For the reasons that follow, Gowadia's motion to dismiss the Indictment is DENIED.

PROCEDURAL HISTORY

On April 5, 2006, Defendant Noshir S. Gowadia ("Gowadia") filed a "Motion to Dismiss the Indictment" ("Motion", Doc. 42).

On April 28, 2006, the Government filed an "Opposition to Gowadia's Motion to Dismiss Indictment" ("Opposition", Doc. 52). The Government's Opposition addressed only Counts One, Two, and Three of the Indictment.

On May 17, 2006, the Court held a hearing on the Motion and took it under submission. The Court ordered further briefing as to Counts Four, Five, and Six of the Indictment.

On June 15, 2006, the Government filed an "Opposition to Defendant's Motion to Dismiss Counts 4-6 of the Indictment" ("June Opposition", Doc. 68).

On June 21, 2006, Gowadia filed a "Reply Brief in Support of His Motion to Dismiss Counts 4-6 of the Indictment." ("Reply", Doc. 70).

BACKGROUND

I. The Indictment

The Indictment contains six counts. Counts One, Two and Three each allege that Gowadia, in violation of 18 U.S.C. §§ 793(e) and 2, had "unauthorized possession of, access to and control over information relating to the national defense, and having reason to believe that such information could be used to the injury of the United States and to the advantage of any foreign nation, did willfully communicate, deliver, transmit . . . information relating to the national defense to a person not entitled to receive it . . ." Each count alleges the transmission of classified information to persons in different countries.

The charges in Counts Four, Five, and Six pertain to the unlawful export of defense articles or services, or technical data, related thereto, in violation of The Arms Export Control Act, 22 U.S.C. § 2778(c). Counts Four, Five, and Six charge that Gowadia "did knowingly and willfully export and attempt to export classified technical data" pertaining to the development of "infrared suppression technology for a foreign military aircraft and containing information classified at the Top Secret level concerning a defense system of the United States" to foreign officials or business persons in different countries "without having first obtained a validated license or written approval from the United States Department of State, Directorate of Defense Trade Controls . . ."

STANDARD OF REVIEW

An indictment is sufficient when it "contains the elements of the charged crime in adequate detail to inform the defendant of the charge." United States v. Buckley, 689 F.2d 893, 896 (9th Cir. 1982). The Government need only allege the essential facts that are necessary to apprise the defendant of the crime charged.United States v. Ely, 142 F.3d 1113, 1120 (9th Cir. 1998) (quoting United States v. Cochrane, 985 F.2d 1027 (9th Cir. 1993)). An indictment need not be a "model of clarity," and an indictment that sets forth charges using the language of the statute itself is "generally sufficient." Ely, 142 F.3d at 1120 (quoting United States v. Musacchio, 968 F.2d 782, 787 (9th Cir. 1992)).

ANALYSIS

I. Counts One, Two, and Three

A. The Doctrine of Legal Impossibility Does Not Apply

Gowadia claims it is legally impossible for him to have violated 18 U.S.C. § 793(e) as charged in Counts One through Three of the Indictment.
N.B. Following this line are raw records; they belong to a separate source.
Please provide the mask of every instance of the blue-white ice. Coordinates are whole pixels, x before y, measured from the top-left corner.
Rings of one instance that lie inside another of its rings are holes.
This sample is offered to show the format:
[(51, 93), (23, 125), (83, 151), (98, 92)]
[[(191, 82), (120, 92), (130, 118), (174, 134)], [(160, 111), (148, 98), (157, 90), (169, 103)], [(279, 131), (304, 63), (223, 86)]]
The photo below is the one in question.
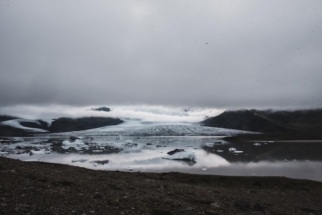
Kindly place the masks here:
[(256, 133), (247, 131), (202, 126), (199, 123), (166, 123), (142, 121), (138, 119), (123, 120), (116, 126), (109, 126), (84, 131), (51, 134), (60, 136), (234, 136)]

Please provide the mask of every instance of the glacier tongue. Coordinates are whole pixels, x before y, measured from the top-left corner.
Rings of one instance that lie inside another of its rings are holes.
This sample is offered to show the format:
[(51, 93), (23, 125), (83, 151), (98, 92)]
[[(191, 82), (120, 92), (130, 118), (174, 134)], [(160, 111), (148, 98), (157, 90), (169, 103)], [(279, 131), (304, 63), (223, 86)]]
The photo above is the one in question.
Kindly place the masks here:
[(234, 136), (256, 132), (202, 126), (199, 123), (160, 123), (127, 119), (124, 122), (84, 131), (51, 134), (51, 136)]

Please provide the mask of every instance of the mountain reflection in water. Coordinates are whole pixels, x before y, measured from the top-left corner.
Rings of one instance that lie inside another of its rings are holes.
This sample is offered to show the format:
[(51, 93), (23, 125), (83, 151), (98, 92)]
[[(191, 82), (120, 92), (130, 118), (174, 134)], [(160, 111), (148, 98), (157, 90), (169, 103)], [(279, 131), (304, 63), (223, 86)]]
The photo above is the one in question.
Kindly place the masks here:
[[(1, 151), (8, 152), (2, 154), (9, 158), (94, 170), (284, 176), (322, 181), (321, 141), (236, 144), (220, 137), (92, 137), (81, 139), (75, 148), (64, 150), (62, 142), (66, 140), (73, 144), (73, 140), (66, 137), (22, 138), (1, 145)], [(48, 149), (51, 150), (49, 154), (37, 153)], [(193, 152), (196, 156), (194, 160), (162, 158), (176, 149)], [(31, 150), (36, 152), (31, 153)]]

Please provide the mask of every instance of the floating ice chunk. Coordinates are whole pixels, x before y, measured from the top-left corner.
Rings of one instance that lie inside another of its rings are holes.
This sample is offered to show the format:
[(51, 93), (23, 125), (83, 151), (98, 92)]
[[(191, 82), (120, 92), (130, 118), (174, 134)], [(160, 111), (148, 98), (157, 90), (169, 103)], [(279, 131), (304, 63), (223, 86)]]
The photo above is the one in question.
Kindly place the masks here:
[(33, 158), (33, 159), (26, 159), (25, 160), (24, 160), (23, 161), (24, 162), (40, 162), (40, 158)]
[(71, 162), (73, 162), (73, 163), (75, 163), (75, 162), (84, 163), (84, 162), (86, 162), (87, 160), (88, 160), (88, 159), (86, 159), (86, 158), (73, 159), (73, 160), (71, 160)]
[(176, 149), (168, 152), (167, 154), (169, 154), (169, 155), (162, 157), (162, 158), (164, 159), (186, 159), (192, 160), (196, 156), (194, 153), (187, 152), (183, 149)]
[(129, 139), (127, 139), (126, 141), (124, 141), (123, 142), (124, 142), (124, 144), (132, 144), (133, 141)]
[(74, 148), (76, 150), (80, 150), (83, 148), (87, 148), (88, 146), (85, 145), (80, 139), (76, 139), (74, 142), (70, 142), (69, 140), (64, 140), (62, 143), (62, 148), (64, 149), (68, 149), (70, 148)]
[(100, 165), (104, 165), (106, 164), (108, 164), (109, 162), (109, 160), (94, 160), (90, 163), (91, 164), (93, 164), (93, 166), (94, 166), (94, 167), (96, 167)]
[(47, 150), (46, 149), (41, 149), (40, 150), (30, 150), (29, 151), (30, 154), (49, 154), (50, 153), (49, 150)]
[(93, 152), (102, 152), (103, 150), (92, 150)]
[(228, 149), (228, 150), (229, 150), (229, 152), (234, 152), (235, 151), (237, 150), (237, 149), (235, 148), (231, 147), (231, 148), (229, 148), (229, 149)]

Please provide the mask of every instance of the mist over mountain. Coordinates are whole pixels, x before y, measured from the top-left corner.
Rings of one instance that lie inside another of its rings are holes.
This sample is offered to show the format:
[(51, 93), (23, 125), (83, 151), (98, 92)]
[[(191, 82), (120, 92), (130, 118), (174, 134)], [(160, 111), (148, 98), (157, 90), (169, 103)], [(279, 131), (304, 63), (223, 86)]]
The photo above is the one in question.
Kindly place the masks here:
[(212, 127), (316, 138), (322, 130), (322, 109), (228, 111), (202, 123)]
[[(0, 136), (21, 136), (37, 133), (64, 132), (80, 131), (116, 125), (123, 122), (111, 117), (61, 117), (56, 119), (17, 119), (0, 121)], [(0, 119), (5, 118), (1, 116)]]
"Legal impossibility exists when the intended acts would not constitute a crime under the applicable law. Factual impossibility refers to those situations in which, unknown to the defendant, the consummation of the intended criminal act is physically impossible." United States v. McCormick, 72 F.3d 1404, 1408 (9th Cir. 1995). An example of legal impossibility is if "John Doe believes that it is unlawful to tear a phone book and he rips a page out of his own home telephone book, then even though he believes he has committed a crime, he has not." United States v. Spurlock, 386 F. Supp. 2d 1072, 1082 (W.D. Mo. 2005).
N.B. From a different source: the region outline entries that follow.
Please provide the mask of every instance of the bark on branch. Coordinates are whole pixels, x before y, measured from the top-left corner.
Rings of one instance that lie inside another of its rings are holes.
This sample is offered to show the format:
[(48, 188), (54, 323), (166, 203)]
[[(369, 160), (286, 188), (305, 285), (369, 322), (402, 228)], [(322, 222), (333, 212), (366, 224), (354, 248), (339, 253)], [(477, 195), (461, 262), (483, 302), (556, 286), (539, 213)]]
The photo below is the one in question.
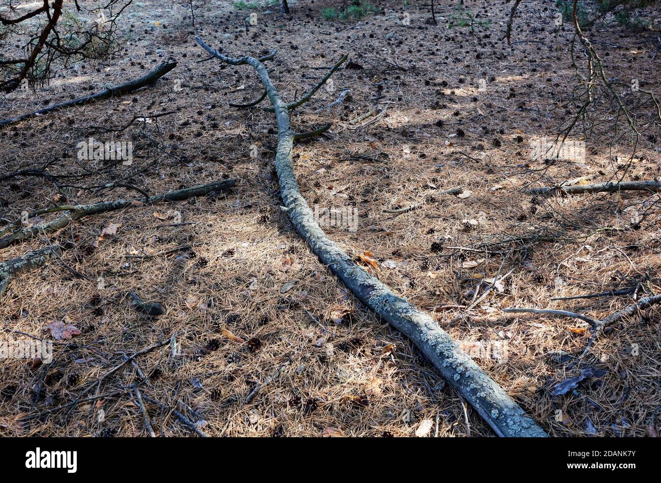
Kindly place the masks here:
[(249, 64), (257, 71), (275, 110), (278, 141), (276, 171), (280, 193), (292, 223), (313, 252), (365, 305), (408, 337), (443, 376), (468, 400), (499, 436), (546, 436), (535, 421), (490, 378), (428, 315), (395, 295), (375, 277), (359, 267), (330, 240), (315, 219), (301, 194), (292, 159), (295, 133), (288, 104), (282, 100), (259, 59), (227, 57), (199, 38), (198, 42), (215, 57), (231, 65)]
[(96, 94), (85, 96), (84, 97), (79, 97), (76, 99), (71, 99), (71, 100), (67, 100), (64, 102), (60, 102), (59, 104), (54, 104), (52, 106), (45, 107), (43, 109), (39, 109), (38, 110), (32, 111), (32, 112), (26, 112), (24, 114), (17, 116), (15, 118), (11, 118), (9, 119), (5, 119), (0, 121), (0, 128), (9, 126), (9, 124), (14, 124), (17, 122), (20, 122), (20, 121), (34, 116), (46, 114), (51, 112), (52, 111), (57, 110), (58, 109), (63, 109), (71, 107), (71, 106), (81, 106), (89, 102), (95, 102), (97, 100), (108, 99), (114, 96), (121, 96), (124, 94), (128, 94), (128, 93), (132, 93), (134, 91), (137, 91), (141, 87), (149, 85), (150, 84), (153, 84), (175, 67), (176, 67), (176, 61), (163, 62), (163, 63), (161, 63), (155, 67), (147, 73), (143, 75), (141, 77), (134, 79), (132, 81), (125, 82), (124, 83), (120, 84), (119, 85), (107, 87), (103, 91), (98, 92)]
[(11, 279), (17, 275), (44, 266), (48, 256), (59, 258), (61, 256), (59, 245), (52, 245), (0, 263), (0, 298), (5, 295)]
[(529, 194), (547, 194), (560, 192), (565, 194), (586, 193), (616, 193), (619, 191), (661, 191), (660, 181), (622, 181), (619, 183), (597, 183), (577, 184), (573, 186), (543, 186), (533, 188), (526, 191)]
[(185, 188), (183, 190), (173, 191), (165, 194), (150, 197), (145, 203), (143, 200), (133, 198), (132, 200), (116, 200), (100, 203), (93, 203), (89, 205), (76, 205), (69, 207), (66, 213), (52, 221), (44, 225), (34, 227), (26, 227), (18, 231), (0, 238), (0, 249), (7, 248), (14, 243), (22, 242), (39, 234), (52, 233), (60, 230), (69, 225), (71, 221), (80, 219), (90, 215), (98, 215), (106, 211), (113, 211), (125, 208), (135, 208), (143, 206), (144, 204), (153, 204), (163, 202), (176, 202), (181, 200), (188, 200), (193, 196), (202, 196), (212, 191), (224, 191), (233, 188), (236, 184), (236, 180), (225, 180), (216, 181), (209, 184), (203, 184), (192, 188)]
Gowadia contends that "[t]he information Mr. Gowadia allegedly disclosed to foreign officials concerned the results of tests that were not performed until after Mr. Gowadia left Northrop, and were not known to anyone until at least three years after his security clearances to the B-2 program had ended." (Motion at 4, emphasis original.) Relying on the doctrine of legal impossibility, Gowadia submits that because his "clearances ended years before the information he is accused of disclosing ever existed, it is impossible for him to have ever had possession of, control over, or access to that information." (Id.)

The Government contends that the fact that Gowadia left Northrop "would not make it `legally impossible' for him to be guilty, because Gowadia could have acquired the information through means other than employment at Northrop, or he could have extrapolated the information from other classified information within his knowledge or under his control." (Opposition at 4.) The Government submits that Gowadia's access to classified information is a factual issue for trial.
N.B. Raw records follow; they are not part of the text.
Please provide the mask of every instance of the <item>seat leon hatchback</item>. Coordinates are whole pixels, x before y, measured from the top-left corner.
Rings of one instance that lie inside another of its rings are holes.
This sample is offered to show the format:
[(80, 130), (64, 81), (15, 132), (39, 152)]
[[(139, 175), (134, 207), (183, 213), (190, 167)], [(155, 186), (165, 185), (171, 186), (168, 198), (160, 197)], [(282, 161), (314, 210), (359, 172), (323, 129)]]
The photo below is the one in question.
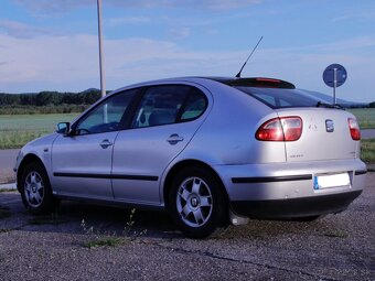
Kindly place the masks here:
[(113, 91), (22, 148), (24, 206), (165, 209), (188, 236), (248, 218), (313, 219), (362, 192), (355, 117), (270, 78), (185, 77)]

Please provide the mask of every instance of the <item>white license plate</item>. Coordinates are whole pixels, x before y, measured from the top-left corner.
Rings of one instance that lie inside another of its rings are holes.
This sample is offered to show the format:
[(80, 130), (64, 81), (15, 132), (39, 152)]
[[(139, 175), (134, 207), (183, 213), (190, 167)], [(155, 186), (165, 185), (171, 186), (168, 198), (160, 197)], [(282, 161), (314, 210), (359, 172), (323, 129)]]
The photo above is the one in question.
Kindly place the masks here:
[(349, 185), (351, 185), (351, 179), (347, 173), (314, 176), (314, 190), (323, 190)]

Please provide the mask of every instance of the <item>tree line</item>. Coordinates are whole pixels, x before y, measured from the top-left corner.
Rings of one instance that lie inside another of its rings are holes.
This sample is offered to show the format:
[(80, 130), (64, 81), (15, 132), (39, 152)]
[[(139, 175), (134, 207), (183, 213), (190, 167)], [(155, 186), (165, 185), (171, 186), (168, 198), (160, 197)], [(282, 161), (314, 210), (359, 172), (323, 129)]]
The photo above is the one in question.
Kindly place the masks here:
[(76, 114), (84, 111), (100, 97), (100, 91), (95, 89), (82, 93), (0, 93), (0, 115)]
[(41, 91), (39, 94), (0, 94), (0, 106), (58, 106), (92, 105), (100, 98), (100, 91), (82, 93)]

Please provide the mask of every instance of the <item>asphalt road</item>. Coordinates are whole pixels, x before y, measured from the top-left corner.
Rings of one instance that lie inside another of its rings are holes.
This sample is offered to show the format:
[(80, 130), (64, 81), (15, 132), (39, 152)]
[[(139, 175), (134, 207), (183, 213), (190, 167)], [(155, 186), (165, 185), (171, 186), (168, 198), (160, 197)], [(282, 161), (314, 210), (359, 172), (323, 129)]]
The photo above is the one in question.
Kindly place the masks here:
[[(2, 192), (0, 280), (375, 280), (375, 173), (366, 177), (344, 213), (250, 220), (206, 240), (183, 237), (164, 213), (137, 210), (130, 230), (120, 208), (63, 202), (33, 217)], [(100, 241), (118, 244), (87, 248)]]
[(14, 182), (13, 166), (19, 149), (0, 150), (0, 184)]

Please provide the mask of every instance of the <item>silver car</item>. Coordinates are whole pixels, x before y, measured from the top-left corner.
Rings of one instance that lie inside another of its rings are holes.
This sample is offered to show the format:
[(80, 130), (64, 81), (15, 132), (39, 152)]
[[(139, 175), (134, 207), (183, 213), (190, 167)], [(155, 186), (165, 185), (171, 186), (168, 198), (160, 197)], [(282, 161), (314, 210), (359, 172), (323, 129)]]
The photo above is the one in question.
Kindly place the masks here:
[(364, 187), (355, 117), (278, 79), (137, 84), (57, 128), (17, 160), (33, 214), (61, 199), (167, 209), (202, 238), (248, 217), (339, 213)]

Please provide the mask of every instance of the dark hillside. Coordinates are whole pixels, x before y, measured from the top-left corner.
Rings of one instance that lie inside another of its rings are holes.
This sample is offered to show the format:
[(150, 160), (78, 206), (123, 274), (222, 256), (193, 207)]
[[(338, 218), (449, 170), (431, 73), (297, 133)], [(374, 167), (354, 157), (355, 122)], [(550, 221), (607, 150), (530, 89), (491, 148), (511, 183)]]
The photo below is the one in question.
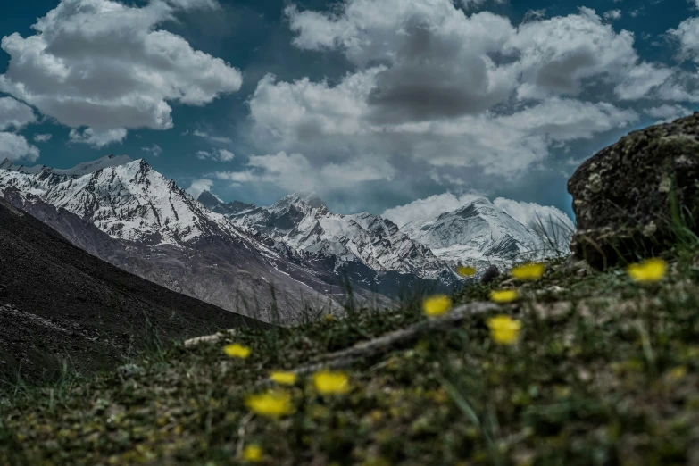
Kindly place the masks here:
[(101, 261), (0, 200), (2, 378), (51, 378), (61, 361), (97, 370), (157, 341), (251, 325)]

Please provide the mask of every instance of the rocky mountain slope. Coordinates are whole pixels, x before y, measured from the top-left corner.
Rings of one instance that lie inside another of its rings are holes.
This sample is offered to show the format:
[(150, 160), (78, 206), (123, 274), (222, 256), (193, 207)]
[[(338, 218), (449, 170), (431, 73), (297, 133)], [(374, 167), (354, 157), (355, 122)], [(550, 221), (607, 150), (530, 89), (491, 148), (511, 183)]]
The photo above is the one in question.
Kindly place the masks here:
[(243, 203), (212, 203), (209, 193), (199, 201), (224, 213), (237, 225), (261, 231), (312, 257), (359, 262), (379, 272), (396, 271), (424, 279), (448, 277), (451, 268), (429, 248), (416, 243), (392, 221), (369, 212), (340, 215), (313, 191), (294, 193), (270, 207)]
[[(312, 191), (294, 193), (269, 207), (225, 204), (206, 191), (199, 202), (237, 225), (263, 232), (311, 257), (360, 262), (444, 284), (454, 283), (453, 270), (461, 264), (475, 267), (479, 275), (491, 264), (504, 269), (523, 259), (567, 252), (567, 245), (553, 251), (543, 235), (486, 198), (401, 228), (368, 212), (333, 213)], [(572, 229), (572, 223), (566, 227)]]
[(260, 322), (97, 259), (0, 199), (0, 379), (111, 367), (159, 338)]
[[(85, 250), (174, 291), (230, 311), (294, 323), (337, 312), (345, 299), (388, 305), (373, 290), (414, 278), (306, 261), (262, 233), (242, 231), (143, 160), (108, 156), (61, 171), (5, 162), (0, 195)], [(273, 290), (272, 290), (273, 288)], [(312, 309), (309, 316), (299, 309)]]

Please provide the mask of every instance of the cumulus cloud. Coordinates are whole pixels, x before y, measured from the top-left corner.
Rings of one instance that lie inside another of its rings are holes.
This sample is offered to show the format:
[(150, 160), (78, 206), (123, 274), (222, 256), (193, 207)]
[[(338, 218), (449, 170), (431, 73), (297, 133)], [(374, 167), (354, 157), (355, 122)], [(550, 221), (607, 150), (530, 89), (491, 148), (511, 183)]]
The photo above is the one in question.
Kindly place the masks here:
[[(188, 131), (182, 133), (182, 136), (186, 136), (187, 134), (189, 134)], [(233, 142), (233, 140), (230, 137), (213, 136), (205, 131), (201, 131), (199, 129), (195, 129), (194, 133), (192, 134), (194, 134), (197, 137), (204, 137), (204, 139), (208, 139), (209, 141), (219, 143), (219, 144), (230, 144)]]
[(37, 117), (31, 107), (12, 97), (0, 97), (0, 129), (19, 129), (34, 123)]
[(36, 162), (38, 156), (38, 148), (28, 143), (23, 136), (0, 132), (0, 160)]
[[(407, 158), (512, 178), (552, 147), (637, 121), (622, 99), (655, 92), (673, 73), (642, 62), (633, 34), (588, 8), (517, 27), (450, 0), (346, 0), (332, 13), (286, 13), (297, 47), (340, 51), (355, 68), (332, 82), (267, 75), (249, 100), (255, 146), (312, 164), (370, 154), (394, 166)], [(591, 100), (600, 83), (620, 104)], [(437, 178), (469, 182), (463, 172)]]
[(354, 186), (366, 181), (390, 180), (395, 170), (387, 162), (366, 158), (344, 163), (316, 166), (301, 154), (279, 152), (253, 155), (241, 171), (219, 171), (216, 178), (230, 181), (233, 186), (245, 183), (270, 183), (288, 191), (309, 189), (319, 191)]
[(682, 105), (669, 105), (667, 104), (644, 110), (644, 113), (646, 115), (659, 119), (658, 123), (670, 122), (678, 118), (691, 115), (692, 112), (691, 110)]
[(604, 13), (604, 19), (607, 21), (617, 21), (621, 19), (621, 10), (610, 10)]
[(215, 4), (62, 0), (32, 26), (35, 35), (3, 37), (10, 62), (0, 91), (73, 129), (171, 128), (169, 102), (203, 105), (241, 86), (237, 70), (158, 29), (179, 9)]
[(127, 131), (123, 128), (104, 130), (86, 128), (82, 131), (71, 129), (68, 137), (71, 143), (87, 144), (99, 149), (112, 143), (121, 144), (126, 137), (126, 134)]
[(158, 155), (162, 154), (162, 147), (161, 147), (157, 144), (154, 144), (150, 147), (147, 146), (141, 147), (141, 150), (151, 154), (154, 157), (157, 157)]
[(213, 181), (205, 178), (200, 178), (192, 181), (192, 184), (186, 189), (192, 197), (196, 199), (204, 191), (211, 191)]
[(39, 156), (37, 146), (18, 134), (4, 131), (17, 130), (34, 123), (37, 117), (29, 105), (12, 97), (0, 97), (0, 161), (4, 159), (34, 162)]
[(34, 142), (48, 142), (53, 137), (53, 134), (35, 134)]
[(219, 162), (230, 162), (236, 154), (226, 149), (212, 151), (196, 151), (196, 158), (200, 160), (215, 160)]
[(699, 63), (699, 18), (685, 20), (678, 29), (669, 30), (668, 35), (679, 42), (680, 59)]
The Government is correct. The doctrine of legal impossibility does not apply to the facts present here. If Gowadia ever obtained the classified information that he allegedly possessed, how he allegedly obtained it and communicated in violation of the law is a question of fact. As the Government points out, it is not impossible for Gowadia to have obtained the confidential information from another source.

Counts One through Three are not dismissed on the ground of legal impossibility.

B. Counts One, Two, and Three of the Indictment Adequately Allege Offenses Under 18 U.S.C. § 793(e)

Gowadia contends that Counts One through Three of the Indictment fail to allege the required elements of a violation of 18 U.S.C. § 793(e).

The Government need only allege the essential facts that are necessary to apprise the defendant of the crime charged. Ely, 142 F.3d at 1120 (9th Cir. 1998) (quoting Cochrane, 985 F.2d 1027). In evaluating an indictment's sufficiency, the Court must accept its allegations as true. United States v. Jensen, 93 F.3d 667, 669 (9th Cir. 1996). In addition, "[a] defendant may not properly challenge an indictment, sufficient on its face, on the ground that the allegations are not supported by the evidence." Id. 18 U.S.C. § 793(e) provides:

Whoever having unauthorized possession of, access to, or control over any document, writing, code book, signal book, sketch, photograph, photographic negative, blueprint, plan, map, model, instrument, appliance, or note relating to the national defense, or information relating to the national defense which information the possessor has reason to believe could be used to the injury of the United States or to the advantage of any foreign nation, willfully communicates, delivers, transmits or causes to be communicated, delivered, or transmitted, or attempts to communicate, deliver, transmit or cause to be communicated, delivered, or transmitted the same to any person not entitled to receive it, or willfully retains the same and fails to deliver it to the officer or employee of the United States entitled to receive it; or * * *
Shall be fined under this title or imprisoned not more than ten years, or both.
The charges in Counts One through Three of the Indictment track the language of the statute and provide sufficient supporting allegations to support the charge. See Ely, 142 F.3d at 1120. Each count clearly articulates that Gowadia, having unauthorized possession of, access to and control over information relating to the national defense, transmitted the information to an unauthorized person. Each count alleges the date and form of the transmission of the classified information. Each count also contains factual information to notify the defendant of the conduct in question.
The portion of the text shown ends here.